In Global’s Grand Tour, senior managers meet high-profile professors and researchers from the top rated European business schools. One of them, Connson Locke from the London School of Economics (LSE), will talk in Brussels about power and influence, and how to effectively manage your team. In this interview she unveils the ins and outs of power, leadership and influence. And are self-managing teams too utopian?

Do you want to gain real influence? Then you have to understand how formal hierarchy and effective power work, professor Connson Locke tells us: “There is formal and informal power. Formal power is what the organisation gives you in your position: you are the boss. Informal power is something you can get for yourself. People notice these men or women, even if they’re still junior. They have some influence. This informal power comes from two things: people respect you because of your expertise, or people like working with you. If you’re respected and liked, you can have power, even if you’re not formally a leader. If you are formally the boss, but people don’t like you and don’t respect you, you will have less power.”

We also have to look at the difference between power and influence, so Connson Locke explains: “Power is the potential to make a difference. Influence is actually making a difference. So influence is the result of using power. If you talk about informal power, it’s invisible. If you see a group, you don’t know who is able to have the biggest impact until you try them, until you work with them…”

But in the end the formal hierarchy always wins? Whatever we try, the boss always pulls the strings…

Connson Locke: “That’s not necessarily true, it depends. I know people who are basically running the show from behind the throne. Their boss is the one in charge, but they are really pulling the strings.”

Are leaders born or made? Can anyone learn how to lead and have real influence?

Connson Locke: “A lot of research has tried to answer that question, but the answer is a bit of both. We think leaders are born because we look at political leaders. And, indeed, maybe you have to be born with that kind of personality and with that charisma to become a political leader. Usually you even have to be born with the right family connections.

In business, however, what you are born with will not necessarily give you an advantage to be an effective leader. In business it depends on the organisational culture and on the type of role you’re in. Some research says: if you’re an extravert, that could be a good thing for leadership. But when we look at the actual data, the impact of being an extravert is tiny, it’s only 0.2 in terms of correlation with leadership effectiveness. And sometimes you don’t need an extravert. You can imagine a type of job, let’s say accountants, where a good leader doesn’t have to be an extravert. Introverts are better at listening, and that’s why in some kinds of jobs or environments they can be a better leader.

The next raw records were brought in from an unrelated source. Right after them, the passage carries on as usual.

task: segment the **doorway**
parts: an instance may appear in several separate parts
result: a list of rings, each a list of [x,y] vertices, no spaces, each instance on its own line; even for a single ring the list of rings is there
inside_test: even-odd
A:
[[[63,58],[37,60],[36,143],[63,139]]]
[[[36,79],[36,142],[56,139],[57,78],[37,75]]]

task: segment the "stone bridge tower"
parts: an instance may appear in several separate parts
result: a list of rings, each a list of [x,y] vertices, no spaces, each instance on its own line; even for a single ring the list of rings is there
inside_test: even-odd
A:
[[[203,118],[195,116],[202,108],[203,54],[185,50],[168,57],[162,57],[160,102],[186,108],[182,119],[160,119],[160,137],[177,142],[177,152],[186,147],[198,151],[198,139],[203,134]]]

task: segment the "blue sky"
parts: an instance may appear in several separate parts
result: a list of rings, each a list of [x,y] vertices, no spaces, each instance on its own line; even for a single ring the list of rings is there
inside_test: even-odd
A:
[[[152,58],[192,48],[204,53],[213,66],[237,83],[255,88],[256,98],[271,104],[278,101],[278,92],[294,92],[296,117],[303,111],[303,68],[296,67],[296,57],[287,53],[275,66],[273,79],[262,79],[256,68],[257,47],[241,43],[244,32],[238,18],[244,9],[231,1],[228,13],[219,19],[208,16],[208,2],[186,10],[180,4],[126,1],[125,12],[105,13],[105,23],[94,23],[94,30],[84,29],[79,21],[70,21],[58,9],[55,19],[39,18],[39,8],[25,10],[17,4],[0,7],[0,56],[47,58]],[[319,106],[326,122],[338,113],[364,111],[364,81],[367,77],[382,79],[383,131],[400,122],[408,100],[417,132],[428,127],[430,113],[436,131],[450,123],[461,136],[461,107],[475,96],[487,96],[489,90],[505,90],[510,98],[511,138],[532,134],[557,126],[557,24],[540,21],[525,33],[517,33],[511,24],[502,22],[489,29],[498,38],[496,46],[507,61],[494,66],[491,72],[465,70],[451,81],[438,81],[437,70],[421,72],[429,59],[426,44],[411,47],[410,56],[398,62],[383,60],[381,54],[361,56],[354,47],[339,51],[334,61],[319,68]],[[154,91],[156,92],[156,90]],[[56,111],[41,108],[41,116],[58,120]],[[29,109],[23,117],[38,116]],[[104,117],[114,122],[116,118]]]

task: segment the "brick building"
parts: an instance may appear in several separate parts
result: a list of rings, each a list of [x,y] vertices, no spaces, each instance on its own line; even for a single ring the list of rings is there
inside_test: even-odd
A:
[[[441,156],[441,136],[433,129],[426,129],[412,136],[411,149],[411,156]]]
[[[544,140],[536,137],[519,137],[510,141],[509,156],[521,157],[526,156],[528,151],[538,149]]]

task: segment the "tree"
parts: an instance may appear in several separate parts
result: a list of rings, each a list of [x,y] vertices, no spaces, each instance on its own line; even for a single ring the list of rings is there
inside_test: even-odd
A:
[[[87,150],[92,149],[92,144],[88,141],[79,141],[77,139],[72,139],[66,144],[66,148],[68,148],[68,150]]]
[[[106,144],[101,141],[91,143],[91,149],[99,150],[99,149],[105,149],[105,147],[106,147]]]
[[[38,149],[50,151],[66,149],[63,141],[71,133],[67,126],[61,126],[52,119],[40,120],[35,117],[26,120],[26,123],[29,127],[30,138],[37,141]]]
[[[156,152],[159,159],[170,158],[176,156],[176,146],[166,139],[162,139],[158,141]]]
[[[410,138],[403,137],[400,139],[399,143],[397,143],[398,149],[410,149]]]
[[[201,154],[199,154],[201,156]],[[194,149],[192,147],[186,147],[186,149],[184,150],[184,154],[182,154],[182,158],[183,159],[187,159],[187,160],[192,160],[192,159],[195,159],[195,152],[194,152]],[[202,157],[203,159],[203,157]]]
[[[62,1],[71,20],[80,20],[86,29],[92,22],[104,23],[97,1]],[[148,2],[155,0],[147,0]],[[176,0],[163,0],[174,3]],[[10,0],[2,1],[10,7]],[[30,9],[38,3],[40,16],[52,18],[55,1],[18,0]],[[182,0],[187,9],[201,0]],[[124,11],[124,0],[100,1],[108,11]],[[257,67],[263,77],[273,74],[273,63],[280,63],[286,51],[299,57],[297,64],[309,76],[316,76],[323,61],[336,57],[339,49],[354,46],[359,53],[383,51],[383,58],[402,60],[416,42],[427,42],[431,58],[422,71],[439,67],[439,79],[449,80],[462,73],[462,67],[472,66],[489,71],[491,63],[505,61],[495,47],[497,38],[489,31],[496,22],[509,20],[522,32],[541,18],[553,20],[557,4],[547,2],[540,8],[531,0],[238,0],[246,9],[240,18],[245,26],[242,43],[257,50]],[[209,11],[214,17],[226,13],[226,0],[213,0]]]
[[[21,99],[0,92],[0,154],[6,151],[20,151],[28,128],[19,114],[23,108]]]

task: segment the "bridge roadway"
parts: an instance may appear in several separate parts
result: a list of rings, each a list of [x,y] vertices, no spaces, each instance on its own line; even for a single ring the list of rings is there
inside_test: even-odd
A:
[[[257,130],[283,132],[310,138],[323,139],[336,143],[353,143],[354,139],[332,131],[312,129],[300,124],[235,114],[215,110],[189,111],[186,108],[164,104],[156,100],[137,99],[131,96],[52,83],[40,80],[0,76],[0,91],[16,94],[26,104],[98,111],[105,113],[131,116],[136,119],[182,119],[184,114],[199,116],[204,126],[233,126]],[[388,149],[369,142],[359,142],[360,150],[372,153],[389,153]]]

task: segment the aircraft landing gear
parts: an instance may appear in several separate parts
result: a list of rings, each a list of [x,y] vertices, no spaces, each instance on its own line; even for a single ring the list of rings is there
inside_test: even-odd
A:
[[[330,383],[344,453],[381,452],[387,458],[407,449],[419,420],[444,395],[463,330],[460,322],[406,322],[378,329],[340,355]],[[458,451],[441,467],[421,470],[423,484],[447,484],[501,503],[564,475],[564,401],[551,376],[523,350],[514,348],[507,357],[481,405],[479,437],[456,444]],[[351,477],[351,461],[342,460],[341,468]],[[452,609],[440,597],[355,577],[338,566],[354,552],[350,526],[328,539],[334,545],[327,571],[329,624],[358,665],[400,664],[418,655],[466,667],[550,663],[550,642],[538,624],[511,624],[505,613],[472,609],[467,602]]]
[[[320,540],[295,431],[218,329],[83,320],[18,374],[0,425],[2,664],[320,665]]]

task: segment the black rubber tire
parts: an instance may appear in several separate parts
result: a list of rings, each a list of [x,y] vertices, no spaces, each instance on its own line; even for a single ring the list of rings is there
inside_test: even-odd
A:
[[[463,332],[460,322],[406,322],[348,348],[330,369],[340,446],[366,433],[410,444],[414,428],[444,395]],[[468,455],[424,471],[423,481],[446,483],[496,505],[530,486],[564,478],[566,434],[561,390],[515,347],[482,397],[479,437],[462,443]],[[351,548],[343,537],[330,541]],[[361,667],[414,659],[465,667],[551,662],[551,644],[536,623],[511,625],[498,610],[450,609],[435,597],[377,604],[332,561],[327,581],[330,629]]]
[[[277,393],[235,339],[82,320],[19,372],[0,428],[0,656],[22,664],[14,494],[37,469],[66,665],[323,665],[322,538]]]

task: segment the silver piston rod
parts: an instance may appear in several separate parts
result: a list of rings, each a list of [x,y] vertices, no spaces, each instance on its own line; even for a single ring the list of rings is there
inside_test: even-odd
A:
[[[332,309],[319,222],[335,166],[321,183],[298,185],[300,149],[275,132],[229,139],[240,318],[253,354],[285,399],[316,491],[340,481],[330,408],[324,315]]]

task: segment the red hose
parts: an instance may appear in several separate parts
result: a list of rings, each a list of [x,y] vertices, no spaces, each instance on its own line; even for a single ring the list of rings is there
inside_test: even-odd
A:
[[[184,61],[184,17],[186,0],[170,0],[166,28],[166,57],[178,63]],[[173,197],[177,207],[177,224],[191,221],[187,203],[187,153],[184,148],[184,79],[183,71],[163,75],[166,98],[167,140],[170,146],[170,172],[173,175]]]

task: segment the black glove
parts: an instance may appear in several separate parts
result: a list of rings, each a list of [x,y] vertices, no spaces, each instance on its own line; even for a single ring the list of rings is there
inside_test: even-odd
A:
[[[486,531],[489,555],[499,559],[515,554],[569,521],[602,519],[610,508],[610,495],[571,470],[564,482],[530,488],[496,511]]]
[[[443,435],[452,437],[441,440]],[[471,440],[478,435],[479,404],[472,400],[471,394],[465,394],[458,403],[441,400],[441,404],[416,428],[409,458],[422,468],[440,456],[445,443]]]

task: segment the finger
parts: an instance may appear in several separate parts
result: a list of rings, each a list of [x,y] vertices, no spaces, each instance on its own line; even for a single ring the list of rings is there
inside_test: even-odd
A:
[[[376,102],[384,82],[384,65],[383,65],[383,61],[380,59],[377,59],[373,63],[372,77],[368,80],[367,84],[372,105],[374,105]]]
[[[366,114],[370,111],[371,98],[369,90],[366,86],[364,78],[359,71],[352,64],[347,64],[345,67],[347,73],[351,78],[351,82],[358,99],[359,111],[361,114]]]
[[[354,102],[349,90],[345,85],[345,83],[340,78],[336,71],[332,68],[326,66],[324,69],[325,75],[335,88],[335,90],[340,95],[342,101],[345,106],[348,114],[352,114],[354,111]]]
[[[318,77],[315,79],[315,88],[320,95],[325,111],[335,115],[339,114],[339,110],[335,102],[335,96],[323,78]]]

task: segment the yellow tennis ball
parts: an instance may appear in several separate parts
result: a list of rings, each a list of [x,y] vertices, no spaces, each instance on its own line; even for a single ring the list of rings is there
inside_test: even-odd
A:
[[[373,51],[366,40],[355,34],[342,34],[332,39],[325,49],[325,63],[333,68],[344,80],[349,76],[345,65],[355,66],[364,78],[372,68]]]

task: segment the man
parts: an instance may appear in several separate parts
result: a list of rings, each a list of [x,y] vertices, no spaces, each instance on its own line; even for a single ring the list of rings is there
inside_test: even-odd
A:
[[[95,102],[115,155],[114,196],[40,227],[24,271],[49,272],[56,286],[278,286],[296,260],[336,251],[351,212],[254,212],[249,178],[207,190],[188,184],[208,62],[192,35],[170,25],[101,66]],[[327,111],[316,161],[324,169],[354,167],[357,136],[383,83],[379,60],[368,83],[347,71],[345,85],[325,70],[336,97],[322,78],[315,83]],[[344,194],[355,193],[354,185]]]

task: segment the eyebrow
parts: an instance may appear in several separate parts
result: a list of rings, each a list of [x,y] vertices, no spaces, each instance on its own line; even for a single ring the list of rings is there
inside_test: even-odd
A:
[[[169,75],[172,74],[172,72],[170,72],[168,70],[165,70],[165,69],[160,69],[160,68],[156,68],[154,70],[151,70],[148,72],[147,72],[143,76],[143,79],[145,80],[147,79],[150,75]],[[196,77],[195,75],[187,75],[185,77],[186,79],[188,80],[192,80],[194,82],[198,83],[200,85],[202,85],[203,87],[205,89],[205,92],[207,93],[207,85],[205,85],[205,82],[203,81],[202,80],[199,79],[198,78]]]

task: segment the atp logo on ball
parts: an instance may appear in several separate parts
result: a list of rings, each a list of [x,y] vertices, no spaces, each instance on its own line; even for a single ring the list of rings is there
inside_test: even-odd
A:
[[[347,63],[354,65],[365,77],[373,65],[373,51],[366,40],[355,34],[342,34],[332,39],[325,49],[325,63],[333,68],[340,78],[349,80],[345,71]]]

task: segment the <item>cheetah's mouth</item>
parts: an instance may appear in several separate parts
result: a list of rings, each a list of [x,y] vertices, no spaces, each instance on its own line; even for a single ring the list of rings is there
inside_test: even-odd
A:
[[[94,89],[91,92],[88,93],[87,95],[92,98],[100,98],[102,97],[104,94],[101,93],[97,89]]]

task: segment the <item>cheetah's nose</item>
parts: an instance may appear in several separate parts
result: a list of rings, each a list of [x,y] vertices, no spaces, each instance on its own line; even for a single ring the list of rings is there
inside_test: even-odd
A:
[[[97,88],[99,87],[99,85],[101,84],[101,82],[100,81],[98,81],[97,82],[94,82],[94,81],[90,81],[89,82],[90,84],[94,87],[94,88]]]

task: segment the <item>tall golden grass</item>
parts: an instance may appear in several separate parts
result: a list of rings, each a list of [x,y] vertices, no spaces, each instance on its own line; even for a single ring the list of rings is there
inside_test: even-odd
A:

So I don’t think it’s what you’re born with; it’s what you’re born with combined with the type of leadership that the situation requires. If you find that right combination, then you can be an amazingly effective leader.”

That suggests you have to change your style of leadership depending on the context?

Connson Locke: “Yes, absolutely. That’s why successful leaders in one organisation can do badly when they move to another organisation. Because they don’t change their style, because they don’t adjust their leadership appropriately for the new context, because they don’t understand that the other organisation is different.
You always need to be sensitive to the culture and adjust. Moving to another company may even have almost the same impact as moving to another country. Sometimes moving to a different office at another location of the same company has the same impact. You always need to adjust, you need to understand the culture, you need to notice the differences. Never ignore the context.”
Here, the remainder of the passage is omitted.